En Recondo se celebraban mucho los carnavales. Este año iban a coincidir con su cumpleaños y había conseguido que su madre le comprase un vestido con estampado de flores y una rebeca de lana azul. Sabía que el Julián, que iba tras de ella, la buscaría en el baile y posiblemente se decidiese a pedir permiso para hablar con su padre. Ella no se disfrazaría pero ese día no estaba mal visto que las chicas se pintasen los labios y abusasen un poco del colorete, y había decidido ponerse unas gotas del agua de colonia que él le había regalo en Navidades. Era el martes de carnaval y ella se bajó a la casa de los señores el vestido nuevo para salir vestida desde allí para ir al baile del Liceo.
La señora no había puesto ningún impedimento para darle la noche libre, aunque antes de salir tenía que arreglar el salón porque los señores iban a recibir a unos amigos esa noche. Las otras criadas que habían terminado antes ya se había marchado; ella se estaba lavando en el palanganero de su cuarto, sólo llevaba la enagua y se estaba secando, cuando unos golpes en la puerta hicieron volverse. Sin esperar la autorización para entrar él se asomó con un paquetito en la mano.
- Muchas felicidades, Rosita; quiero que tengas este regalo mío. Es solo una blusa para que te acuerdes de mí.
Ella se cubrió el pecho con las manos, pero él no la dio tiempo a reaccionar. Se acercó a ella, la abrazó con fuerza, la empujo sobre la cama y se tumbó sobre ella.
- No tengas miedo, seguro que te va a gustar.

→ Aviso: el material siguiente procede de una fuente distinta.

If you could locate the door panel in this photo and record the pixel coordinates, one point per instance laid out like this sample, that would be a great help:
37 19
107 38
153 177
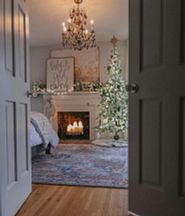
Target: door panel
24 145
8 25
151 31
22 43
156 112
11 143
150 126
15 160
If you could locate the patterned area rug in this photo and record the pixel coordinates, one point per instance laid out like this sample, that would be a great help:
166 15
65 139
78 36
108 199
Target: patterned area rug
82 165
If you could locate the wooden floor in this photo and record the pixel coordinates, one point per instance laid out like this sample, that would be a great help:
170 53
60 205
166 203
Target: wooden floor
47 200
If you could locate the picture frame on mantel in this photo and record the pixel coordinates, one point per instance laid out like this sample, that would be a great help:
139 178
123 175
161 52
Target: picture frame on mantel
86 63
60 73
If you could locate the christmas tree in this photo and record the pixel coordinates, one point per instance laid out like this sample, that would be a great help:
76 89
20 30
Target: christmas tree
114 99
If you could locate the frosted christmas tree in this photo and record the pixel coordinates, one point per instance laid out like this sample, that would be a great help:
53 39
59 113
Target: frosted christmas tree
114 99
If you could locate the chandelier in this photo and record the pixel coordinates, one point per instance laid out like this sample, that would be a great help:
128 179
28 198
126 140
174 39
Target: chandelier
76 34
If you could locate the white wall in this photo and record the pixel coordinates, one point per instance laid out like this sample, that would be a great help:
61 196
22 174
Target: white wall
40 54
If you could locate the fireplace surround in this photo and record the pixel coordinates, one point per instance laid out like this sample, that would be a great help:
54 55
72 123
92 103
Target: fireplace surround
77 102
73 125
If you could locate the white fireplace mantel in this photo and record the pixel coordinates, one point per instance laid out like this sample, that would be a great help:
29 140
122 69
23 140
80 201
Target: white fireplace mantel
78 102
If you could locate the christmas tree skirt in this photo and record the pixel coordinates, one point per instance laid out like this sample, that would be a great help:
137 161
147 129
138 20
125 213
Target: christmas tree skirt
110 142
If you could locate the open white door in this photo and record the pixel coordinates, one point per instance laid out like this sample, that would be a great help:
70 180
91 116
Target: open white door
15 161
157 110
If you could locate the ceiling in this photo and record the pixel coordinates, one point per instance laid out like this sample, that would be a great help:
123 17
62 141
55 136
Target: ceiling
46 16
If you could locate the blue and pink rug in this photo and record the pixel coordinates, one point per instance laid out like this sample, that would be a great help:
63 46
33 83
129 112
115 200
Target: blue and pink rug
82 165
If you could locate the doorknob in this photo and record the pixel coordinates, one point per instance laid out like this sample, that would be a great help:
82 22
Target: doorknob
132 88
31 94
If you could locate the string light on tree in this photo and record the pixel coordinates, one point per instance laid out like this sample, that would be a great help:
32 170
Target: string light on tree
114 99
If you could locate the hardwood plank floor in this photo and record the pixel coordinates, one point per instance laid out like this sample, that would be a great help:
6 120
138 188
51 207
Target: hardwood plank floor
54 200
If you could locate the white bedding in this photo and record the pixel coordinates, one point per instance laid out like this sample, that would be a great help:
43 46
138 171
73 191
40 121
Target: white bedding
35 139
42 131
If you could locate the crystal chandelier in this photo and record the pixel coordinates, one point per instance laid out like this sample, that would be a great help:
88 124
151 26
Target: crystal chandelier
76 34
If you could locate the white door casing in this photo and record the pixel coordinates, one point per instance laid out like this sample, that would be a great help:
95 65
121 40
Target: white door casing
15 160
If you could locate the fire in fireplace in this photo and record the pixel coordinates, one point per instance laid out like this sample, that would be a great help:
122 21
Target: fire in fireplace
73 125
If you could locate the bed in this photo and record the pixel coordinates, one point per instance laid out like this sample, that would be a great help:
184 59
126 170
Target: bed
42 135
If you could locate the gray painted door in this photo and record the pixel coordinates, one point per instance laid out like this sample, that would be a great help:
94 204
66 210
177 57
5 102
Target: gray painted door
15 166
157 110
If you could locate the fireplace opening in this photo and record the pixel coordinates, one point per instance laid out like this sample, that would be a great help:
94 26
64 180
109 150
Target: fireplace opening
73 125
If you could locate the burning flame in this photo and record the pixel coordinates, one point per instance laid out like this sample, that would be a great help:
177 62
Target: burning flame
76 128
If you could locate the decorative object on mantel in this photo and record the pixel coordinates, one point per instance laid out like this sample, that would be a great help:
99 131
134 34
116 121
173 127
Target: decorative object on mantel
60 74
76 35
114 104
86 63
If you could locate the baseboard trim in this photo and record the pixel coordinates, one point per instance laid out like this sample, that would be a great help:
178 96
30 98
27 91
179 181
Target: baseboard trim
132 214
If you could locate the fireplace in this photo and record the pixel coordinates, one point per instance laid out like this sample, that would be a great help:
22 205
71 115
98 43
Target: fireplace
73 125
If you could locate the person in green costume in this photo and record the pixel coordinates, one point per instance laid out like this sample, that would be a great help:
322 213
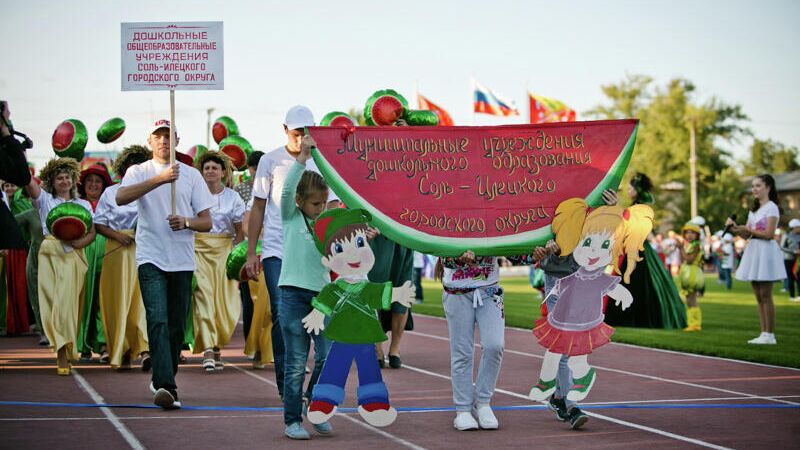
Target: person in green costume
658 304
91 336
352 303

Haciendo gala de las habilidades que había aprendido de Eloisa y que tantas veces había ya entrenado durante los últimos años, puso en práctica su repertorio de besos y caricias, que sabía eran un buen sistema para derribar los muros de su resistencia; aunque a él sólo le interesaba la culminación rápida de su deseo.

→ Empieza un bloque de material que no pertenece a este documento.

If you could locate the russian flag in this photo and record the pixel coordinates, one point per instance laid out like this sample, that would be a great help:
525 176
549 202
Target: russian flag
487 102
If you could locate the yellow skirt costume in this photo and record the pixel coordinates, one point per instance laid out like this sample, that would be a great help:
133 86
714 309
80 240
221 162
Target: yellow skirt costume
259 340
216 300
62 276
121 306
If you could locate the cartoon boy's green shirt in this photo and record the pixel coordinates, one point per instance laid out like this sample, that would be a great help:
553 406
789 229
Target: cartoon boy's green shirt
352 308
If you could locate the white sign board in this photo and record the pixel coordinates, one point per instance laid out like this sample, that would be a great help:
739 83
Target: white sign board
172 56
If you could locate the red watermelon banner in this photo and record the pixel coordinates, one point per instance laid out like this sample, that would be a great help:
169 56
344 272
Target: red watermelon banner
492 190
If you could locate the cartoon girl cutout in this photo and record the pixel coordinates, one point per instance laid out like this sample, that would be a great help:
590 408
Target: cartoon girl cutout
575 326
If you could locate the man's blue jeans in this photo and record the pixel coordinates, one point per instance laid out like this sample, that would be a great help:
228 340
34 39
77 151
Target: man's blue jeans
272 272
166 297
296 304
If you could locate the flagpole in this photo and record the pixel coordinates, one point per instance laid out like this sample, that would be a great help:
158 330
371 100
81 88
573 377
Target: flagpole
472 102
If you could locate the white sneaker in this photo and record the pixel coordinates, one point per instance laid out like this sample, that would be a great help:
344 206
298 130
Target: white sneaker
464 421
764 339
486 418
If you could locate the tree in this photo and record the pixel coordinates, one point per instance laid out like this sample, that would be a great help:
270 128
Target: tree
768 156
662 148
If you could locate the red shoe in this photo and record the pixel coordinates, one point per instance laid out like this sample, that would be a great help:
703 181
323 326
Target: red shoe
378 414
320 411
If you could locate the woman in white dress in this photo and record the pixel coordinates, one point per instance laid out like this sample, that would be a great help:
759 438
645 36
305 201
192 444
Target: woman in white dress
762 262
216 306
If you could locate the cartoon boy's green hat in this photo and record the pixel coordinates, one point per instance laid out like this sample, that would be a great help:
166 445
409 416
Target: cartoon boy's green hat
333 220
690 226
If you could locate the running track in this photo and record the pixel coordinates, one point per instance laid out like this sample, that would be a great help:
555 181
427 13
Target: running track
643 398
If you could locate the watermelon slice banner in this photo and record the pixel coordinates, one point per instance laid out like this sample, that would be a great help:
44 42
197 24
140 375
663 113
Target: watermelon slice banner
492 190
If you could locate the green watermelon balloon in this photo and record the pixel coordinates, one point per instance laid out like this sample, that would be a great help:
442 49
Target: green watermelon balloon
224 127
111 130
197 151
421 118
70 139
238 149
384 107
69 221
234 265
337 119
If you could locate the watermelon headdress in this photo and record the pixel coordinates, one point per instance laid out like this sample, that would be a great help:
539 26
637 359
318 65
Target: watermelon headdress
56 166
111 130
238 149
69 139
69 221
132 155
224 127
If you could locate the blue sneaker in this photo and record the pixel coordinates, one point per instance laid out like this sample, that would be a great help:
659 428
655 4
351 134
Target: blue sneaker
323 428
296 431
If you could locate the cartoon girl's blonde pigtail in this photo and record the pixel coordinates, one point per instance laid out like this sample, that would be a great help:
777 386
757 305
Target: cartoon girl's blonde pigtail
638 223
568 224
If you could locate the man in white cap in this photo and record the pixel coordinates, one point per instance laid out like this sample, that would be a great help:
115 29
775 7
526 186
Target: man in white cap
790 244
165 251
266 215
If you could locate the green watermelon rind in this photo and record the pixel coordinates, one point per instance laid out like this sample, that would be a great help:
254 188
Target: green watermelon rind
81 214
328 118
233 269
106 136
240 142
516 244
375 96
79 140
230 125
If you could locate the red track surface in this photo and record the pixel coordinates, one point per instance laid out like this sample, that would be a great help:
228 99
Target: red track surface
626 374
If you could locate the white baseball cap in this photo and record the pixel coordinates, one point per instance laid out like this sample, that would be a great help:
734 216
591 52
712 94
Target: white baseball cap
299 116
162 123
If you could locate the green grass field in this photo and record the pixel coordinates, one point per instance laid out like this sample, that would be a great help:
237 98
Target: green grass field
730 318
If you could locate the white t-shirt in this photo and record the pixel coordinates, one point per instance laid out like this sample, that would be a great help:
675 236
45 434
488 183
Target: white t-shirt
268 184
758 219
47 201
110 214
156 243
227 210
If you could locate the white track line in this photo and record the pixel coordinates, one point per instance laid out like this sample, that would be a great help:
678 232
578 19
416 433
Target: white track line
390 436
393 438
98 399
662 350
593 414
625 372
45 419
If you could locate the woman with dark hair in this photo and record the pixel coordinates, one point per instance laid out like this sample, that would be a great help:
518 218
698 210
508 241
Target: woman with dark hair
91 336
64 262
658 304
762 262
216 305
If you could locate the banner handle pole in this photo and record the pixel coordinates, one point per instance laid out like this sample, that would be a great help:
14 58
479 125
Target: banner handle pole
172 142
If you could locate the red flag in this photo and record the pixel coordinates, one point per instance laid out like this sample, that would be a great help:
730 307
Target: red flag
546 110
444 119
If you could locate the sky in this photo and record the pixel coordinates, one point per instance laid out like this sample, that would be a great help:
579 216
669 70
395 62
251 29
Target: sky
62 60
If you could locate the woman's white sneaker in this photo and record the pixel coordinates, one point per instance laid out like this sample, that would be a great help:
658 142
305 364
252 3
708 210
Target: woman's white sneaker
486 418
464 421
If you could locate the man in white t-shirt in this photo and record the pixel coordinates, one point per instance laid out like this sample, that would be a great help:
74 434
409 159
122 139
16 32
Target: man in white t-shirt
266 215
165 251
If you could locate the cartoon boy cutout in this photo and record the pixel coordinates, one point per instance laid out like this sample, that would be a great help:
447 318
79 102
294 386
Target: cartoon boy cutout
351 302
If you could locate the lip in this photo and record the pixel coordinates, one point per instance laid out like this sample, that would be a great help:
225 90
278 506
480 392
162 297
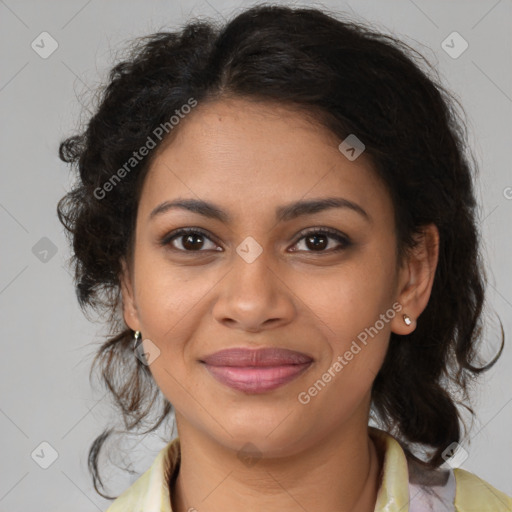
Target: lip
256 371
269 356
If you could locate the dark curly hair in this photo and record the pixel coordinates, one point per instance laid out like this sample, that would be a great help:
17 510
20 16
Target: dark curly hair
352 79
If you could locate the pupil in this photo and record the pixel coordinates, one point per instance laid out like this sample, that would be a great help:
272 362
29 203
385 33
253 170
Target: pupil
191 240
315 243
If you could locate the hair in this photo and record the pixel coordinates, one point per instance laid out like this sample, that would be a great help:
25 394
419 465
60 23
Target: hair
352 79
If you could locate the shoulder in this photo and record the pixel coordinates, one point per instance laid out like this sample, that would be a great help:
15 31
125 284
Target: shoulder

Eloisa se lo había repetido cientos de veces. No tienes que tener prisa, hay que disfrutar de cada momento; y a las mujeres nos gusta que nos traten con cariño y suavidad, no a lo bestia como quieres hacerlo tú.
Aunque ella al principio intentó resistirse, sabiendo que hoy nadie iba a llegar en su auxilio, le abandonaron sus fuerzas y le dejó hacer a él. No tardó mucho, pero esta vez, se quedó unos segundos tumbado junto a ella, acariciándola los pechos. Luego se levantó, se quedó mirándola semidesnuda encima de la cama, se acercó a ella, la besó en la frente y se marchó sin decir nada.

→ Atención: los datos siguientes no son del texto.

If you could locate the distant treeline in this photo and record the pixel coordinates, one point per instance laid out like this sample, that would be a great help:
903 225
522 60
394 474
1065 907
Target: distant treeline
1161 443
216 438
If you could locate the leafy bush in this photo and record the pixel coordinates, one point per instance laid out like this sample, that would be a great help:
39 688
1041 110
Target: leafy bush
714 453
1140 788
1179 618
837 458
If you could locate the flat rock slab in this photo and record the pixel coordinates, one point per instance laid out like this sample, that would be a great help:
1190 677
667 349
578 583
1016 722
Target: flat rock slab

Ella había sentido algo especial. No había disfrutado ni de sus caricias, ni de sus besos, ni de la consumación del acto; pero su cuerpo había reaccionado de forma extraña; había estado mucho más receptivo, parecía como si se quisiese acoplar con el cuerpo de él, como si quisiera fundirse con él. Tardó más de media hora en reaccionar, después se levantó se lavó bien por todo el cuerpo como si quisiera borrar todos los vestigios de lo que había pasado, se puso el vestido nuevo y la rebeca, cogió la toquilla pero no se puso la colonia, y salió a la calle cuando empezaba ya a anochecer. Había quedado con su madre y con su hermana en el baile y cuando llegó recriminaron su tardanza.
- Es que he tenido que arreglar el salón de los señores… y además me duele un poco la cabeza.
No quiso bailar con el Julián ni con ningún otro y el dolor de cabeza era una buena excusa. Esa noche se quedó en la casa de sus padres porque no quería ver al señorito.